The girl slipped around to ride behind me, her slender brown fingers light at my waist. We descended off the trail and through a dense pine forest and out into the valley of a small river. A trail ran along a low bluff above the river and we followed it for some time, twice coming down off the bluff to cross the river and follow the trail on the other side. The mule did not like these crossings because the river was swollen and muddy with the recent rains and he could not see the bottom, and also because mules, in general, though they are more sure-footed on the rocks than horses, do not like getting their feet wet. But the girl clucked to the mule and spoke to him in her tongue and they seemed to re
ach some kind of agreement, because he crossed, the muddy water lapping his stomach. I remembered that the girl had power over horses. And I suppose this extends to mules and burros as well.
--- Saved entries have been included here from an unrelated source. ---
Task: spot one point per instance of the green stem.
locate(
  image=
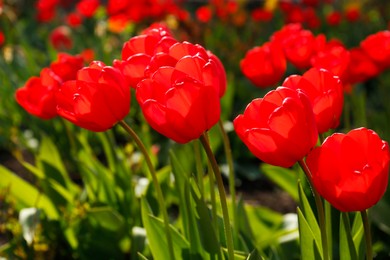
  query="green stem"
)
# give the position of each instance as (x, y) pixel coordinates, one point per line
(213, 199)
(348, 231)
(232, 184)
(199, 166)
(320, 212)
(222, 195)
(160, 197)
(367, 234)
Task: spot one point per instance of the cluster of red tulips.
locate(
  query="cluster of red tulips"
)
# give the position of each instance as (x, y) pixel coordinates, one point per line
(302, 49)
(178, 86)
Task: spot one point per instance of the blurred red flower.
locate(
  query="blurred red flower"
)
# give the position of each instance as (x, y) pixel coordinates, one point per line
(333, 18)
(180, 98)
(66, 66)
(351, 170)
(333, 57)
(2, 38)
(352, 13)
(88, 55)
(280, 128)
(265, 65)
(96, 100)
(377, 46)
(60, 38)
(204, 14)
(299, 47)
(138, 51)
(37, 96)
(325, 92)
(46, 9)
(261, 14)
(74, 19)
(361, 67)
(87, 7)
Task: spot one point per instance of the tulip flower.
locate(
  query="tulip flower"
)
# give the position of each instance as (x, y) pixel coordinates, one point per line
(377, 46)
(180, 98)
(37, 96)
(279, 129)
(264, 66)
(60, 38)
(333, 57)
(325, 92)
(66, 66)
(138, 51)
(299, 47)
(361, 67)
(87, 7)
(96, 100)
(351, 170)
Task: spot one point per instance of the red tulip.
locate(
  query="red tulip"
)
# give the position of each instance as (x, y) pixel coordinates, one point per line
(377, 46)
(60, 38)
(351, 170)
(96, 100)
(66, 66)
(280, 128)
(352, 13)
(334, 57)
(2, 38)
(37, 96)
(333, 18)
(181, 96)
(325, 92)
(299, 47)
(87, 7)
(361, 67)
(138, 51)
(261, 14)
(204, 14)
(264, 66)
(74, 19)
(46, 9)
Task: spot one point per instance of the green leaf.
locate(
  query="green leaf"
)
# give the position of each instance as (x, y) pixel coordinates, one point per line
(254, 255)
(26, 194)
(49, 155)
(286, 179)
(207, 232)
(141, 256)
(186, 205)
(107, 218)
(347, 247)
(309, 215)
(358, 235)
(309, 245)
(155, 232)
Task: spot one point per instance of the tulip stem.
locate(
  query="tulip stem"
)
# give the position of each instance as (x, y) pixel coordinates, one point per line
(232, 185)
(222, 195)
(199, 166)
(367, 234)
(160, 197)
(320, 211)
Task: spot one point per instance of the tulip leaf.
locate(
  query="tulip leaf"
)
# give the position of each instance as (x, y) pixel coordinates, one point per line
(25, 194)
(156, 235)
(107, 218)
(309, 215)
(188, 211)
(208, 233)
(347, 247)
(284, 178)
(309, 245)
(254, 255)
(358, 235)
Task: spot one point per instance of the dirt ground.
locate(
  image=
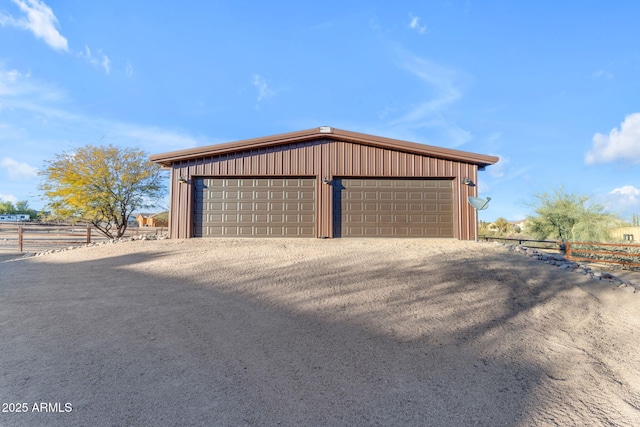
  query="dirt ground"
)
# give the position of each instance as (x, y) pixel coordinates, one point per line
(295, 332)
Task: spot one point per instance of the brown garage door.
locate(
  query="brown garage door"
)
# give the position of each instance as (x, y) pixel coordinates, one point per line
(393, 207)
(257, 207)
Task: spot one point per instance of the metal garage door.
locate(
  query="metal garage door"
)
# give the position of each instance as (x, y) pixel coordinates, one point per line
(393, 207)
(257, 207)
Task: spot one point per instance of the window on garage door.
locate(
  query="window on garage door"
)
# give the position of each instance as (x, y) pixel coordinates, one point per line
(381, 207)
(256, 207)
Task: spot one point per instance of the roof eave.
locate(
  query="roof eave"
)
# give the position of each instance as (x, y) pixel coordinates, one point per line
(166, 159)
After a while we came to a place where the river widened into a small meadow. On the bluffs on one end of the meadow were a series of ancient cave dwellings. It was a beautiful spot and you could see why the “first” people had chosen to live here. Beneath the bluff and the caves were several pools formed by a spring and here we dismounted. I unsaddled the mule and hobbled him, turning him out to graze contentedly in the meadow. The girl led me to one of the pools; I could smell the faint sulfurous odor of it and realized that it was a hot spring. She sat down on a rock and removed her high moccasins, her warrior’s breechclout, and the loose gingham cloth shirt she wore, and without any trace of self-consciousness she stood naked before me, this perfect brown being with small feet and slender muscled legs, her mound of dark pubic hair, and the smooth taut breasts of a girl just become a woman. She entered the pool.
I suppose I’m a bit of a prude myself because I was shy about undressing in front of the girl and I turned my back and took off my own clothes, and when I stood, I covered myself with my hands. I must have looked ridiculous to her with my skin so pale beneath my brown neckline and above my arms where I rolled up my sleeves. But then I remembered that her own grandfather was a white man and so perhaps I didn’t look so foreign to her after all. She looked quizzically at me as if she didn’t altogether understand my shyness.